The Labor Law of Latvia contains several general provisions regarding the law applicable to cross-border employment cases. Those provisions arise from the Rome Convention on the law applicable to contractual obligations, an international treaty to which the majority of European states are parties. The basic requirement of that convention and the national laws implementing it is that, even if the company and the employee have agreed about the law applicable to their relationship, this may not deprive the employee of the protection that would be available under the law that would apply under the convention's rules in the absence of agreement between the parties.

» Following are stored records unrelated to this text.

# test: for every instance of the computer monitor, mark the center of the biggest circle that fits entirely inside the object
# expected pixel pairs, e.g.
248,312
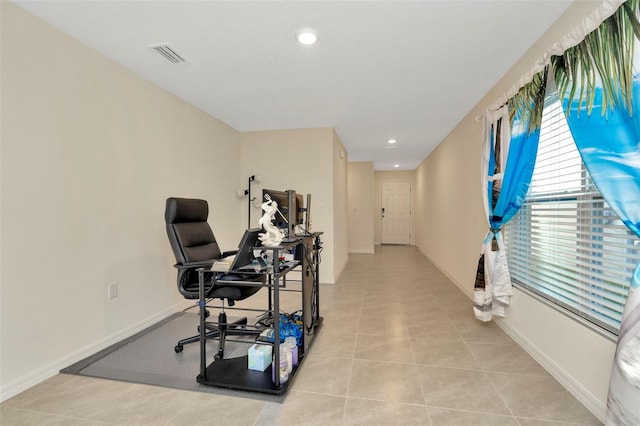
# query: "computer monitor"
245,257
290,208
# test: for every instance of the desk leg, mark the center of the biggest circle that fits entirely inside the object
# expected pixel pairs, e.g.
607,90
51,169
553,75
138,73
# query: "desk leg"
276,319
203,328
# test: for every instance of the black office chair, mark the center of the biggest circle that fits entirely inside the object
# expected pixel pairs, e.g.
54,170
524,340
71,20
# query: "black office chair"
194,247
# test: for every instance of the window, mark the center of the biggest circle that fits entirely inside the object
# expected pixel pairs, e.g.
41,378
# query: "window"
566,244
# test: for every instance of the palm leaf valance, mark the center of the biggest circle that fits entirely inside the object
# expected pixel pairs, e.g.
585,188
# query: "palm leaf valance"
605,54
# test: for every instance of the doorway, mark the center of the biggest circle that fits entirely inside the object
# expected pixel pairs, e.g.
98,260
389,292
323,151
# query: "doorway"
395,212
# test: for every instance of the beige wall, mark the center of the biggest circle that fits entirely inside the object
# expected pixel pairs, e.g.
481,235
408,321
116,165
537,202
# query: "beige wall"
340,208
451,226
408,175
89,154
361,207
302,160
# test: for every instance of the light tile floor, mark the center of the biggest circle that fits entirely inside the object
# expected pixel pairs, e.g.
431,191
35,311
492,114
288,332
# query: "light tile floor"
399,346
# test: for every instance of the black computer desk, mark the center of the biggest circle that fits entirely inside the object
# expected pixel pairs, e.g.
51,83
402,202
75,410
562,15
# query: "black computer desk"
233,373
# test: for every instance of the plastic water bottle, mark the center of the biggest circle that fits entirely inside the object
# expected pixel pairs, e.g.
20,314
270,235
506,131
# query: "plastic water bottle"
293,348
284,347
281,367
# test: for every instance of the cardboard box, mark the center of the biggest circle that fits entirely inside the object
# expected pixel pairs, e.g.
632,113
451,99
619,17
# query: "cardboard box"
259,357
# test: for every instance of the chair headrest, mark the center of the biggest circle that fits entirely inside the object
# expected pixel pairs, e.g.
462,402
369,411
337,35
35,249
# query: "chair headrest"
180,210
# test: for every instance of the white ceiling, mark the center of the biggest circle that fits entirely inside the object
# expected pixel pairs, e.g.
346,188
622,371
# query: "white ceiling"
408,70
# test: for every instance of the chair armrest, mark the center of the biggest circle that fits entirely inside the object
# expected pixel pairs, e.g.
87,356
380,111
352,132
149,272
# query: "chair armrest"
192,265
229,253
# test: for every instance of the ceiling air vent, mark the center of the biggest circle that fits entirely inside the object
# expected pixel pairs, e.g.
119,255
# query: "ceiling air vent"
168,53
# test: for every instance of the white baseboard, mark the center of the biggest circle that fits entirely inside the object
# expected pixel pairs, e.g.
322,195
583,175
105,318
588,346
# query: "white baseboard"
593,404
47,371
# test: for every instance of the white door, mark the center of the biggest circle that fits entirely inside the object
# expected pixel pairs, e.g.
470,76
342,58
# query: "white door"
395,212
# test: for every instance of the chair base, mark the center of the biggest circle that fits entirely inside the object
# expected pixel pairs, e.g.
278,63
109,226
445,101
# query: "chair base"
232,328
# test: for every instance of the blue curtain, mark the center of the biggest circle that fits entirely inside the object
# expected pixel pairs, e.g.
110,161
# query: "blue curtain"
509,156
609,144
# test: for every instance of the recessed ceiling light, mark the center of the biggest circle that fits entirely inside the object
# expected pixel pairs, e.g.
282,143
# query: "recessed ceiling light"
307,36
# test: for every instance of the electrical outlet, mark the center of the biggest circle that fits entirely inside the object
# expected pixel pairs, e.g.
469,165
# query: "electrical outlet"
112,290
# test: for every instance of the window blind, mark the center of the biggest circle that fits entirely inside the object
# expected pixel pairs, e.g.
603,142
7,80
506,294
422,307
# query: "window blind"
565,243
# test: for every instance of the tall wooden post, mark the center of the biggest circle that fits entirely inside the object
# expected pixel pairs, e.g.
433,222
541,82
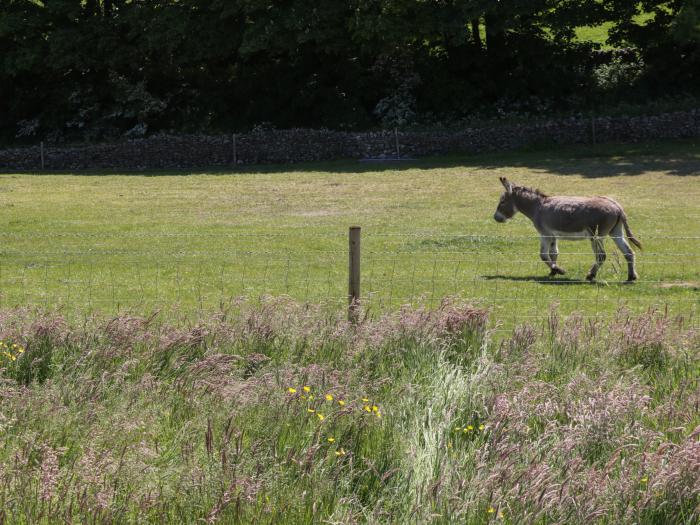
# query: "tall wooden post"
354,275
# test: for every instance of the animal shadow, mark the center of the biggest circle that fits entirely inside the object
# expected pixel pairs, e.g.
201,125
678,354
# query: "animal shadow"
557,280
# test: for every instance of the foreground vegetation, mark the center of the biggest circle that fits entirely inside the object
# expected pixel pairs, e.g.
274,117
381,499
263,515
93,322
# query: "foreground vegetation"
286,413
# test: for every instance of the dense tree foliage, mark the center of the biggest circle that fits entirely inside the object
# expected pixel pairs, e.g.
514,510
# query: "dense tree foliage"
99,68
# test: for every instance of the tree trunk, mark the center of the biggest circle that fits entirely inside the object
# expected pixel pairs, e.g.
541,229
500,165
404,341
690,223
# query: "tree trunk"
476,34
495,35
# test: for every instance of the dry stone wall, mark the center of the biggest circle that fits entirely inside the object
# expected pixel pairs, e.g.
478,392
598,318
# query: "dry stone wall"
300,145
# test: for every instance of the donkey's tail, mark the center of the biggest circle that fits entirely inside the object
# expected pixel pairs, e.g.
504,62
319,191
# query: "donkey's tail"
628,232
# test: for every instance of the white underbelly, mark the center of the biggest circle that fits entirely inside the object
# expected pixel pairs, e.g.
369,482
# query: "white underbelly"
571,236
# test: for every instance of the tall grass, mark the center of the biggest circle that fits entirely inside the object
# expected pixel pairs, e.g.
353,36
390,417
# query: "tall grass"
286,413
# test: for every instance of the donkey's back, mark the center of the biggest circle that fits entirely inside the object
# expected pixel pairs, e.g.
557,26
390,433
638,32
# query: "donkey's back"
578,215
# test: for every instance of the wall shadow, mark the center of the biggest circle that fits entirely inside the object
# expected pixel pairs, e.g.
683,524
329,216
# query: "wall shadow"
676,157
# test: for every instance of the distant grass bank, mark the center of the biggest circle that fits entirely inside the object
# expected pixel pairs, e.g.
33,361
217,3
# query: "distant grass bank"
97,242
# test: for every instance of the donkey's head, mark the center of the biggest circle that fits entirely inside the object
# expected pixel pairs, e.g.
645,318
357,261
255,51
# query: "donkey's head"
506,206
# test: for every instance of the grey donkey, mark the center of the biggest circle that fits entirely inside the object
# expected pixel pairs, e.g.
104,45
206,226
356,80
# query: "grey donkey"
570,218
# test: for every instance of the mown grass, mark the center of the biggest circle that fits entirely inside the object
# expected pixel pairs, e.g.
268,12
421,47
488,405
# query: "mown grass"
285,413
190,242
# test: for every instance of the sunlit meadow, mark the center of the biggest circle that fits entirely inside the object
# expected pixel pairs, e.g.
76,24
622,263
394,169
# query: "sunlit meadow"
175,348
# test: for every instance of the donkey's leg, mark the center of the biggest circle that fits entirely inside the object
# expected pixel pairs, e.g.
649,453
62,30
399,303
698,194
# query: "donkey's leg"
553,254
545,242
619,238
599,251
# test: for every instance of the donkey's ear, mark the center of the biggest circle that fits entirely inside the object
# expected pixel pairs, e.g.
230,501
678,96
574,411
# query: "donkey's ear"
506,184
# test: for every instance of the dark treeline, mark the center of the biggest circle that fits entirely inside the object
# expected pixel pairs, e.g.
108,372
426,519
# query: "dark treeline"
91,69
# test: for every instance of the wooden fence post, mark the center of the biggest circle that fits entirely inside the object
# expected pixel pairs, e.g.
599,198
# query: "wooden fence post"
396,140
354,275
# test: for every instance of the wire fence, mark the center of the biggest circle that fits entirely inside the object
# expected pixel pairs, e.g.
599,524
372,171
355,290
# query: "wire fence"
200,272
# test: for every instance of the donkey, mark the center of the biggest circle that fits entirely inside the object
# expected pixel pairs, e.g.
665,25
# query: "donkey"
570,218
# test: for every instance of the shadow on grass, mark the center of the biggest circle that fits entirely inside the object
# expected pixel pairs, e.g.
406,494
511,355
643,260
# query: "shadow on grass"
675,157
558,280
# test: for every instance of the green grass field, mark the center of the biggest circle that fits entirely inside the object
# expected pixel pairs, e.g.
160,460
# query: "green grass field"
195,241
278,410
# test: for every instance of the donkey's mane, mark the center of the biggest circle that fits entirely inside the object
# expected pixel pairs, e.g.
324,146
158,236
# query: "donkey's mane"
535,191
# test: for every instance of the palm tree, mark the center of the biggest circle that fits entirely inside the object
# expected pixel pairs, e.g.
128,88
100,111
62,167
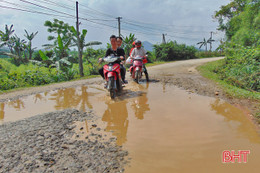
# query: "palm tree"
29,46
203,43
6,38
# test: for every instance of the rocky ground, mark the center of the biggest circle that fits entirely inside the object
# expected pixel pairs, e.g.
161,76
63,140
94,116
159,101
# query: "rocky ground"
44,143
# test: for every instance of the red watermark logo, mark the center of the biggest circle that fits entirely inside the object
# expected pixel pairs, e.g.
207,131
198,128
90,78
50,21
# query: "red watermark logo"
231,156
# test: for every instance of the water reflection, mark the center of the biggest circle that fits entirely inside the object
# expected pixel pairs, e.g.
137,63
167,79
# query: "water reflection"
116,116
233,115
2,112
139,104
72,98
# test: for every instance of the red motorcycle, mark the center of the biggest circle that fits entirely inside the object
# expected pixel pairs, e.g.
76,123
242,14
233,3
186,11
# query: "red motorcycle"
138,68
112,75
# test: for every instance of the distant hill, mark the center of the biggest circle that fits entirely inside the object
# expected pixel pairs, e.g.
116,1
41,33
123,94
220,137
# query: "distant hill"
148,46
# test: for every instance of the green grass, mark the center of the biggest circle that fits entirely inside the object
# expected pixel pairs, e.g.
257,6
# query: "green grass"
207,70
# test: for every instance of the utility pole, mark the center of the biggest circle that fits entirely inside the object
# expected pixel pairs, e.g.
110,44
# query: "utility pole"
163,40
210,40
118,18
79,49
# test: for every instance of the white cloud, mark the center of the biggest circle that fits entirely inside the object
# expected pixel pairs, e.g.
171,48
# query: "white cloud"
191,19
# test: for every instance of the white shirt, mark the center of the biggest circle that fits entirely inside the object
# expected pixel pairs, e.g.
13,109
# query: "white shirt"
139,52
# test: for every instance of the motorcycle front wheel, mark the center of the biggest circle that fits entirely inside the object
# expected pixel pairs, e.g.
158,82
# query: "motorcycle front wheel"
111,87
137,74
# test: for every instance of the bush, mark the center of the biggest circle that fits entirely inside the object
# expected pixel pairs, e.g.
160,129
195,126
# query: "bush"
242,67
203,54
172,51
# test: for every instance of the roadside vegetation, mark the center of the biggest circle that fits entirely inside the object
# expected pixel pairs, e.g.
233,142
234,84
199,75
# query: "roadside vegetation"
239,72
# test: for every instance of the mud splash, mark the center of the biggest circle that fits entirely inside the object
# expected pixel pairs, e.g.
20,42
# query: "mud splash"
165,129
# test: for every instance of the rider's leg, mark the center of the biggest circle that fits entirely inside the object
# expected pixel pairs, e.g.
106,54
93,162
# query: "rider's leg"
101,72
146,73
122,71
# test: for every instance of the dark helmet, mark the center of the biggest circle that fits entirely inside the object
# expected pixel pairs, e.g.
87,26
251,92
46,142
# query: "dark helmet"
138,43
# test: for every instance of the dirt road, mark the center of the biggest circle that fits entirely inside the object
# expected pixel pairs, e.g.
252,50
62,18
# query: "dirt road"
56,143
180,73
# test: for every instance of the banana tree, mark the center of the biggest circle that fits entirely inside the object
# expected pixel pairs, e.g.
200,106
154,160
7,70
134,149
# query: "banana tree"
29,45
203,43
79,41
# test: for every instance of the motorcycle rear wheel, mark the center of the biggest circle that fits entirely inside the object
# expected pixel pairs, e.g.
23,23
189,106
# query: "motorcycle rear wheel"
137,76
112,88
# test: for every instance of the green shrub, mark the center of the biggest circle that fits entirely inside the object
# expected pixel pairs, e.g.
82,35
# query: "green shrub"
242,67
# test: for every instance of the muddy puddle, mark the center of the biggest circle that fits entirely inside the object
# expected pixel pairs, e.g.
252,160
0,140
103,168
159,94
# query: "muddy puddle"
165,129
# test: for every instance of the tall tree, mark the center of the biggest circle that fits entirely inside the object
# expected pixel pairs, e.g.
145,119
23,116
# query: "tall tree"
81,44
30,37
6,38
203,43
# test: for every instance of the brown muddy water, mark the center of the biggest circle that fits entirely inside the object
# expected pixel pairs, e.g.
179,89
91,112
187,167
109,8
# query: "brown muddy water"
165,129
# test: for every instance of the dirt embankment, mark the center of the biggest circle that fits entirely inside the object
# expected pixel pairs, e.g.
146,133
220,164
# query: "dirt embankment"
184,75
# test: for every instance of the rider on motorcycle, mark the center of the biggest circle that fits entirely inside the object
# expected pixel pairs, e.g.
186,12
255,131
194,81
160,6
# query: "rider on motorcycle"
139,51
117,51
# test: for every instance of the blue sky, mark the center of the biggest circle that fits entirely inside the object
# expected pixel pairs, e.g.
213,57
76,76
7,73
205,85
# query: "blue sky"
186,21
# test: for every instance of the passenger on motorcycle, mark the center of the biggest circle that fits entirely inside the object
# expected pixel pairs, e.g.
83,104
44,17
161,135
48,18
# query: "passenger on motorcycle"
117,51
119,41
139,51
133,46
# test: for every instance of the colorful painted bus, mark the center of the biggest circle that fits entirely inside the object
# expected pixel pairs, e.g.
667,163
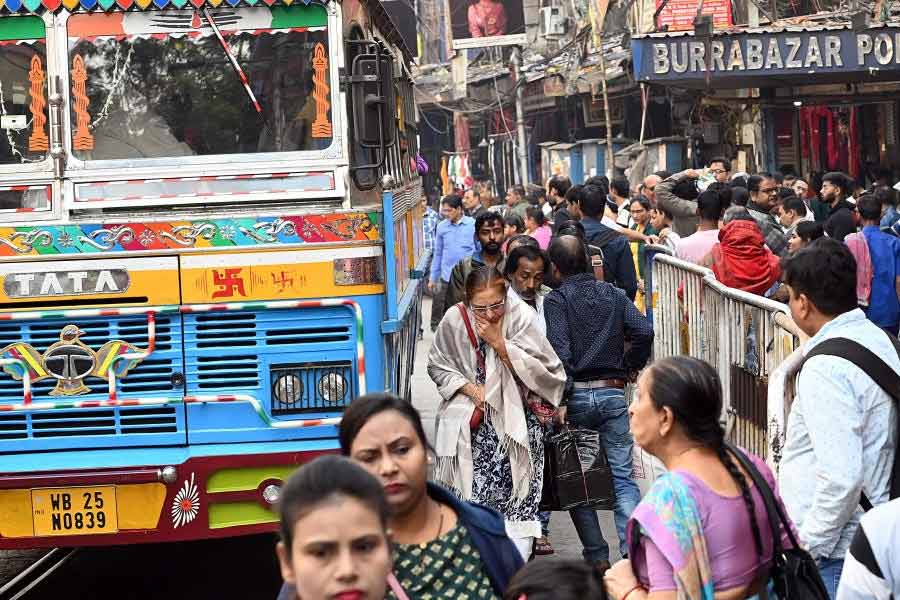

The EU Directive concerning posting of workers includes additional requirements imposed upon companies sending their employees abroad if those situations fall within the "posting of workers" covered by the Directive. Those are intra-group posting and cross-border provision of services described above, as well as the activities of temporary employment undertakings and placement agencies.

In all these cases, when the employee is posted to an EU member state, certain protection of the employee must be guaranteed under the law of that state 's maximum work and minimum rest periods, minimum annual paid holidays, minimum pay rates, health, safety and hygiene at work, non-discrimination, and protective measures for pregnant women or women who have recently given birth, children and young people. This may be relevant, for example, when an employee from the U.K. who has opted out of the maximum working hours' provisions at home is posted to work in Latvia, where such opt-outs are not clearly recognized under labor law. On the other hand, if the posted employee's home state offers better work conditions that the host state, then the home state rules apply. Although the Directive allows for some derogation from these rules, it is a different matter whether, and to what extent, these derogations have been applied in each country.

Usually posting of workers to another company involves a contract between the host company and the company making the posting. Such contracts typically cover the work to be performed by the posted employee, the conditions, the service charge that the host company will pay, etc. Nevertheless, it is also important for a company contemplating posting its employees to another member state to consider the possible implications of both the national law in the member state to which the employee is posted and the EU Directive. Not least, because under the rules of the Directive a foreign company posting its employee to a member state may be sued in the courts of that state for not ensuring for that employee the minimum protection required by those EU rules.